A subset of the narrative form is historical writing which differs from the narrative mainly in the sense of its view of time. Narrative is generally written with regard the present while history is written with regard to the past, and in the case of the books of the kings of Israel and Judah is done so as to present a moral standpoint; contrasting the actions of the various kings to that desired by God. Historical writing also allows present day readers to view past events as though they were there. In this regard Genesis is historic in that Moses wrote what God revealed to him of events that occurred at times ranging from the recent past to events of several thousands of years in the past. Exodus, Leviticus, Numbers, and Deuteronomy, however, are narrative because Moses is primarily writing about events as they occur and most certainly within the memories of people still alive at the time of the writing.

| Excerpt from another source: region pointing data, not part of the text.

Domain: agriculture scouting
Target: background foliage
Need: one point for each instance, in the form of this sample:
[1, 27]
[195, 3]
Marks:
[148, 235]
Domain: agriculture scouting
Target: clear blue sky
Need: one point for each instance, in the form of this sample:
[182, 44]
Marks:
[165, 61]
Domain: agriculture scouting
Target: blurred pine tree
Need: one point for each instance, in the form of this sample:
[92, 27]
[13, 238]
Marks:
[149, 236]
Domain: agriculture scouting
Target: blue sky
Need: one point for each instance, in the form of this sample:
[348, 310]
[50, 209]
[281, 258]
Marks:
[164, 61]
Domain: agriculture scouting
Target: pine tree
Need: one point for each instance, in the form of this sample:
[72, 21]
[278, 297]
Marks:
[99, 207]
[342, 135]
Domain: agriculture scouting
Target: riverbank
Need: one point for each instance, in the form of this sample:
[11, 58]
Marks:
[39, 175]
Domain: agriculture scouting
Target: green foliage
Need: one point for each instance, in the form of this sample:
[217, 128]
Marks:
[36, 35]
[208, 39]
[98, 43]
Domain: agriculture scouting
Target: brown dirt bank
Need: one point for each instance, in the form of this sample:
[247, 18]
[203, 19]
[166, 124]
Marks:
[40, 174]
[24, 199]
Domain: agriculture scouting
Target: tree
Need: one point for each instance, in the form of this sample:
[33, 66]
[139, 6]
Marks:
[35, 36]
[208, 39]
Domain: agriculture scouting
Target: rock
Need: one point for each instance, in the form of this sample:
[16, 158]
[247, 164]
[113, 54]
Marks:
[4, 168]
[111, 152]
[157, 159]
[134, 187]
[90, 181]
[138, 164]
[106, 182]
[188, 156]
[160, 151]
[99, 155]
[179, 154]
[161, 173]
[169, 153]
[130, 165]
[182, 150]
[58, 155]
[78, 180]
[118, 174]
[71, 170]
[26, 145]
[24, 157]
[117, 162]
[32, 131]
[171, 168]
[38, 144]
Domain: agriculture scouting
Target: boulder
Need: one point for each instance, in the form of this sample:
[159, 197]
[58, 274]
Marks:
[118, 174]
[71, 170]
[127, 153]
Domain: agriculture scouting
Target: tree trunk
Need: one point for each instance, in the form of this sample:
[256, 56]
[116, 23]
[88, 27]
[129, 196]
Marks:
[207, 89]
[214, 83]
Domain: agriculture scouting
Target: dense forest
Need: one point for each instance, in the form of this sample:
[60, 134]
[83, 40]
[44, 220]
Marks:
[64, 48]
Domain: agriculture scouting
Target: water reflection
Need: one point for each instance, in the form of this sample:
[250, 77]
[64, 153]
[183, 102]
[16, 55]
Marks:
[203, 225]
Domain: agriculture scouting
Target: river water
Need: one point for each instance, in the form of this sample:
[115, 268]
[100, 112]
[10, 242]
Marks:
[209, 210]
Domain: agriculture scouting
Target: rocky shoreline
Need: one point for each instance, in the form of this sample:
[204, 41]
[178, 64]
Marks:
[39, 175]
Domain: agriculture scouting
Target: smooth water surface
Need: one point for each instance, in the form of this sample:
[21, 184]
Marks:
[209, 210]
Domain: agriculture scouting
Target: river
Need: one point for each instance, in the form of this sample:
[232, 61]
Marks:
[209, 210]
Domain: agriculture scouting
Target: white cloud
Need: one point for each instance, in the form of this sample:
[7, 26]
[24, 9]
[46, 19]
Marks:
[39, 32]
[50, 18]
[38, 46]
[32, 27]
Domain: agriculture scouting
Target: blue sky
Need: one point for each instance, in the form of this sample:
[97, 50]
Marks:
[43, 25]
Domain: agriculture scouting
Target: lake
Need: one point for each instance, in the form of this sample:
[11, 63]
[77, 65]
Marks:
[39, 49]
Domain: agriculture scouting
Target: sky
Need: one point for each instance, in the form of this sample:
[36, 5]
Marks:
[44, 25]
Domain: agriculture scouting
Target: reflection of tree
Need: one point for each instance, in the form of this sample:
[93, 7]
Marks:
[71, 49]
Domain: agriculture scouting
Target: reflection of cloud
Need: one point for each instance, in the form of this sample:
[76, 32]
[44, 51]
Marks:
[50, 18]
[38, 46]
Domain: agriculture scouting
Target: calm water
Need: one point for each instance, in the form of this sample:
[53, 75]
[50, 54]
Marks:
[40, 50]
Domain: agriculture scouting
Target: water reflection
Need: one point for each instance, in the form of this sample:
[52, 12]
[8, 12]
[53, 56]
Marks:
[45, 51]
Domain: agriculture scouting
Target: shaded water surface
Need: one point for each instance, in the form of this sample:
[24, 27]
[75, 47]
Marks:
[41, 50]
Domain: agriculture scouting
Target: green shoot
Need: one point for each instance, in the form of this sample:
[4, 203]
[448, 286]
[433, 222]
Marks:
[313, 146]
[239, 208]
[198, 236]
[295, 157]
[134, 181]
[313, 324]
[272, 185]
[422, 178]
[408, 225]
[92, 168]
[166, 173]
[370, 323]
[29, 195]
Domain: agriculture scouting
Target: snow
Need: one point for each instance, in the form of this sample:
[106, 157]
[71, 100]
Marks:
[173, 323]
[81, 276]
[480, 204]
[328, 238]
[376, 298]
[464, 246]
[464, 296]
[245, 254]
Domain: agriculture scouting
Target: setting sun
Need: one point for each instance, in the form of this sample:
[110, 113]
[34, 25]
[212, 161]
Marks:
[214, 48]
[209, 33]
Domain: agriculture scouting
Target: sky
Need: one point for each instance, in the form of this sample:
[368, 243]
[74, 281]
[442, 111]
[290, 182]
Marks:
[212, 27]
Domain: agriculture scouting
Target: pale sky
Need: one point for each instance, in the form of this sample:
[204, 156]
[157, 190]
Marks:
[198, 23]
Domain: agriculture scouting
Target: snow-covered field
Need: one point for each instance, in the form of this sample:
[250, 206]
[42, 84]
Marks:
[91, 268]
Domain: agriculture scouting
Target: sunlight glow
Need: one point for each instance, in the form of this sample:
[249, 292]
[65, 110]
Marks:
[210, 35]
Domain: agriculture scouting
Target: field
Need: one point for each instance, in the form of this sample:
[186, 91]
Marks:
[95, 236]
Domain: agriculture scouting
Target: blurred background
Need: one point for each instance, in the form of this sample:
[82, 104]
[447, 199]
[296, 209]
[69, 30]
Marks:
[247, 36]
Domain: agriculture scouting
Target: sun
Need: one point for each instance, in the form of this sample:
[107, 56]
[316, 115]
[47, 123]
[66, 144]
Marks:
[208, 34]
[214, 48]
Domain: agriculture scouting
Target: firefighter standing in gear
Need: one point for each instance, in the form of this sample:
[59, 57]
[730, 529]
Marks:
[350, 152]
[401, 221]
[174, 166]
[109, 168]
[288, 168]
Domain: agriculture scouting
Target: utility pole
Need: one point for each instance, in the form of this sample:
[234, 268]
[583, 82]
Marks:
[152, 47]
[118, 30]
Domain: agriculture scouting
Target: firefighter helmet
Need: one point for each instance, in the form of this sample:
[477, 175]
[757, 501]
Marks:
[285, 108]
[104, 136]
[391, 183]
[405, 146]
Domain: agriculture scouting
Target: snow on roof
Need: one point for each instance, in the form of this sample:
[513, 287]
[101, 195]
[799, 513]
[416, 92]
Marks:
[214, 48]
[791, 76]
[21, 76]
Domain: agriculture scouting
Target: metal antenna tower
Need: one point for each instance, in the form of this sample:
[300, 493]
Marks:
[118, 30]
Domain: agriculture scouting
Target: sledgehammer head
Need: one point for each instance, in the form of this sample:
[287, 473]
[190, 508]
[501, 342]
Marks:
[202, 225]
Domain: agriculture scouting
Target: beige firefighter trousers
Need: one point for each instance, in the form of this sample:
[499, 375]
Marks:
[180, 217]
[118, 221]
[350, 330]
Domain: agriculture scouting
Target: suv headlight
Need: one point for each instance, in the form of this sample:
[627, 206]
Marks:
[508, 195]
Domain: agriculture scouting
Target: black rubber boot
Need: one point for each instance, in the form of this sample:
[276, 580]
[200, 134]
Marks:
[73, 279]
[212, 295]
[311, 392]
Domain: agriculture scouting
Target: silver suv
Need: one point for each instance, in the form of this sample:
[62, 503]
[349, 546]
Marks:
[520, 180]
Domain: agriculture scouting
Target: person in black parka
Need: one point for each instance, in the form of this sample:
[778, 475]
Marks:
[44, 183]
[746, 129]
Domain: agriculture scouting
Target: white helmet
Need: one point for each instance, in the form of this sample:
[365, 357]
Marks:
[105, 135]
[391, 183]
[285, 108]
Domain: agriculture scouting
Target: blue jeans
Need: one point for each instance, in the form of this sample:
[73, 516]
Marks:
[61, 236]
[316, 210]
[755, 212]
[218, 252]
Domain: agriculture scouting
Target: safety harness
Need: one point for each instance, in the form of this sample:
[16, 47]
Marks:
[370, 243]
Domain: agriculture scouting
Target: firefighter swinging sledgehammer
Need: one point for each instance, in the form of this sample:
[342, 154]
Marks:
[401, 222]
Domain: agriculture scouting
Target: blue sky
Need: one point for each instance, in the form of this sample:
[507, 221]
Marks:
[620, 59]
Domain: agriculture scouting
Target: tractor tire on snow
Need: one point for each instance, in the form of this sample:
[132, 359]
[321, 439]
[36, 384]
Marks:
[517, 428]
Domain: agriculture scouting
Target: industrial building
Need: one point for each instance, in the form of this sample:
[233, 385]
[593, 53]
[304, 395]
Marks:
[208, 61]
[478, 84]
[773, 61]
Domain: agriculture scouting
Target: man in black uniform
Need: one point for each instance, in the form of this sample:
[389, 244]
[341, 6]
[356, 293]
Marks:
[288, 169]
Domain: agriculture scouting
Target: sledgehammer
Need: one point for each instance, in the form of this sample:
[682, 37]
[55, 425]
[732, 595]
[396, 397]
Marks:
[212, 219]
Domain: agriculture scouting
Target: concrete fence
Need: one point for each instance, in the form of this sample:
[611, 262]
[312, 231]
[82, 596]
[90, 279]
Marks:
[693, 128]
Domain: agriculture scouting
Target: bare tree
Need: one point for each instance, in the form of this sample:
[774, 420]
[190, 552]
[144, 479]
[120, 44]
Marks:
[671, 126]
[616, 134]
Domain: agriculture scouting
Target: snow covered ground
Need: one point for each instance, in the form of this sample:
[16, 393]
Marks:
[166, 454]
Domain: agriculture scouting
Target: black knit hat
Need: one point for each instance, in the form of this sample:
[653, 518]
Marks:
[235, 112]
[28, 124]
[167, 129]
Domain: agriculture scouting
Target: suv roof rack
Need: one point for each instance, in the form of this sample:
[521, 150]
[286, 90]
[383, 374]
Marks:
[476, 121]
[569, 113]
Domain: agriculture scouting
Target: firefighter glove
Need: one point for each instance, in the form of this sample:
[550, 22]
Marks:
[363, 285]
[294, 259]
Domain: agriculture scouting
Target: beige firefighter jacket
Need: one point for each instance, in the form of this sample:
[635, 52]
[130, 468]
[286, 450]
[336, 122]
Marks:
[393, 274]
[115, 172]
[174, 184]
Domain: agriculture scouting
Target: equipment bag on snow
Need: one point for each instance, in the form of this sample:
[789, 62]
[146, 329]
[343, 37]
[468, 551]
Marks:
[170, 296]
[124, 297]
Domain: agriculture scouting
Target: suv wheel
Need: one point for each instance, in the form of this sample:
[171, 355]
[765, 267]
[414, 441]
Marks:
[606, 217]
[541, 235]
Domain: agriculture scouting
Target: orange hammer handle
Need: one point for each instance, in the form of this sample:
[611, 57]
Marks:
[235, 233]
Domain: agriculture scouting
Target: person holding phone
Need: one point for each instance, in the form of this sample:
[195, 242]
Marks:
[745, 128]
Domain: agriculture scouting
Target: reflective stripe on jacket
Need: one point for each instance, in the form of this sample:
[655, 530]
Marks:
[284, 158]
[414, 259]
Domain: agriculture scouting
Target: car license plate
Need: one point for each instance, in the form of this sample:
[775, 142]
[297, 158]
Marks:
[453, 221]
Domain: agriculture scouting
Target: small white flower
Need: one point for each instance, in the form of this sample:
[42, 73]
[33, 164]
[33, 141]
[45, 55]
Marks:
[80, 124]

Typically, the biographical/historical sections of the Bible present events that have occurred in time and as such are similar to the newspapers, historical reference works and biographies of our day. The primary distinction of the Biblical material is, however, that it is presented in the context of God's activity throughout history (preceding time, during time and after time) to work out His plan of salvation for mankind. Consequently there are deeper meanings and greater significance to the Biblical historical narratives than would be given to their modern counterparts. Many have said that the Bible is a historical document and to some extent it is in that it records events and describes individuals in a historical context. In this regard it can be read as history and much useful information can be received. But the Bible is more than a mere historical document and, just as we read a newspaper seeking to understand the bias/viewpoint of its contributors, so we should read the historical portions the Bible within the greater context of God's interaction with humanity to afford its redemption.